REPUBLIKA.CO.ID, BULELENG -- Percepatan pembangunan Bandara di Buleleng, Bali Utara terus dimatangkan. Peletakan batu pertama (ground breaking) North Bali Innternational Airport (NBIA) atau yang dikenal dengan Bandara Internasional Bali Utara akan dilaksanakan 28-29 Agustus 2017 di Kecamatan Kubutambahan, Buleleng dan di Resort Sheraton Kuta Bali. Hampir 50 Perwakilan dan Kepala Negara akan hadir dalam upacara megaproyek pembuatan bandara internasional itu.

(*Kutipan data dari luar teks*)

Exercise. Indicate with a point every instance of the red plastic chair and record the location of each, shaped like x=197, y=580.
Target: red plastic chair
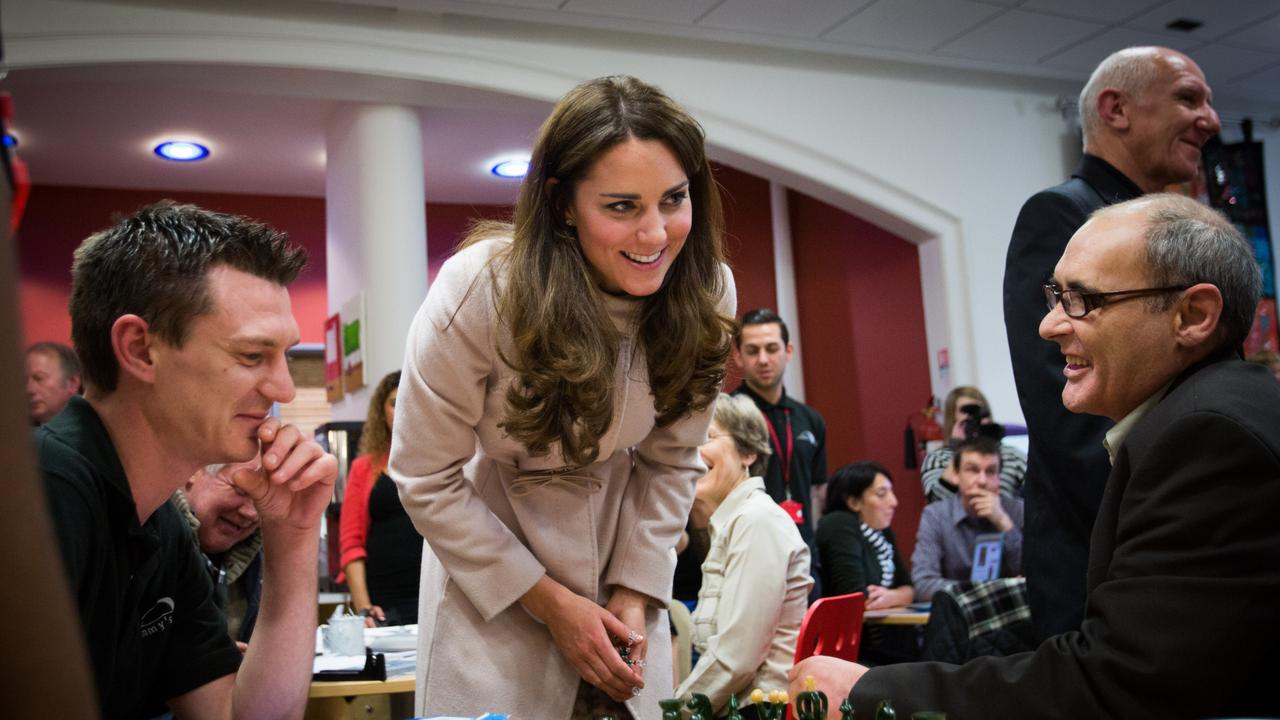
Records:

“Peletakan batu pertama rencananya akan dihadiri langsung Presiden Joko Widodo. Ada juga beberapa perwakilan negara, baik dari pihak consultan dan pihak investor,” ujar Presiden Direktur PT Bandara Internasional Bali Utara (BIBU), Dr Made Mangku, Ahad (18/6).
Mangku menjelaskan, PT BIBU mengandeng investor Airport Kinesis Canada (AKC) untuk berinvestasi dalam pembangunan Bandara Internasional Bali Utara di Buleleng. AKC Group diperkirakan akan menginvestasikan tiga miliar dolar Amerika Serikat untuk proyek ini.
"Masalah dana tidak perlu khawatir. Dana dari investor itu sudah terkumpul seratus persen. Pemerintah Kanada sendiri yang ikut memback-up dana mencapai tiga miliar dolar AS dan akan dikerjakan selama delapan tahun. Progress pembangunan bandara sendiri saat ini tinggal menunggu izin penentuan lokasi dari Kementerian Perhubungan," ujarnya
Lebih lanjut Mangku menjelaskan, perencanaan pembangunan bandara tersebut konsepnya tidak ada perubahan yang signifikan. Bandara dibangun di atas lahan seluas 2.150 hektar. Setengah dari lahan tersebut dibangun di atas laut dengan cara memperpanjang daratan dan sisanya didaratan. Kompleks bandara ini mengintegrasikan sebuah aerotropolis seluas 750 hektar.
“Tantangan utama bandara ini adalah menghormati lingkungan. Bandara ini rencananya akan dibangun dengan dua runway. Panjang runway masing-masing tujuh kilometer lebih, sehingga pesawat komersial besar bisa mendarat. AKC Group mengusulkan untuk membangun seluruh bandara dengan teknologi berstandar ZEA (Zero Energy Airport)” ujar Made Mangku.
Ketua Pokja percepatan 10 Destinasi Prioritas Kemenpar, Hiramsyah S Thaib mengatakan Bandara Internasional Ngurah Rai sudah mencapai titik jenuh. Pemerintah Indonesia telah memutuskan untuk membuat bandara kedua, hal itu juga untuk mengurangi kemacetan di bagian Bali Selatan, sehingga arus wisatawan tidak hanya tertuju ke arah selatan.
“Tujuannya adalah untuk mengembangkan sebuah wisata keluarga yang nyaman serta menjadi HUB utama di bagian Bali Utara. Bandara ini memiliki kapasitas mencapai 20 juta sampai 32 juta penumpang per tahun," katanya.
Hiramsyah juga menjelaskan, bandara akan dibangun dengan konsep airport city yang dilengkapi dengan sarana olahraga, pusat perbelanjaan, danau buatan, teater serta fasilitas pendukung lainnya sehingga bandara ini akan menjadi bandara yang canggih dan lengkap.
“Bandara internasional ini juga akan dilengkapi dengan jalur kereta api yang akan berfungsi untuk mengangkut penumpang dari parkir kendaraan menuju landasan pesawat terbang,” ujarnya.
Menteri Pariwisata Arief Yahya ikut mendorong hadirnya bandara baru yang rencananya dibangun di kawasan Bali Utara. Menurutnya, saat ini Bali sudah tak bisa lagi mengandalkan Bandara Ngurah Rai yang dilengkapi satu landasan pacu. Sudah tidak cukup lagi.
"Bali butuh satu bandara lagi. Satu di selatan, satu di utara biar imbang. Terlalu kritis untuk Bali dengan satu bandara kalau terjadi apa-apa," ujar Arief Yahya. Efek lainnya, menurut Arief keberadaan bandara baru ini sekaligus untuk menempatkan investasi tidak terbatas di Bali selatan saja, tetapi ke utara.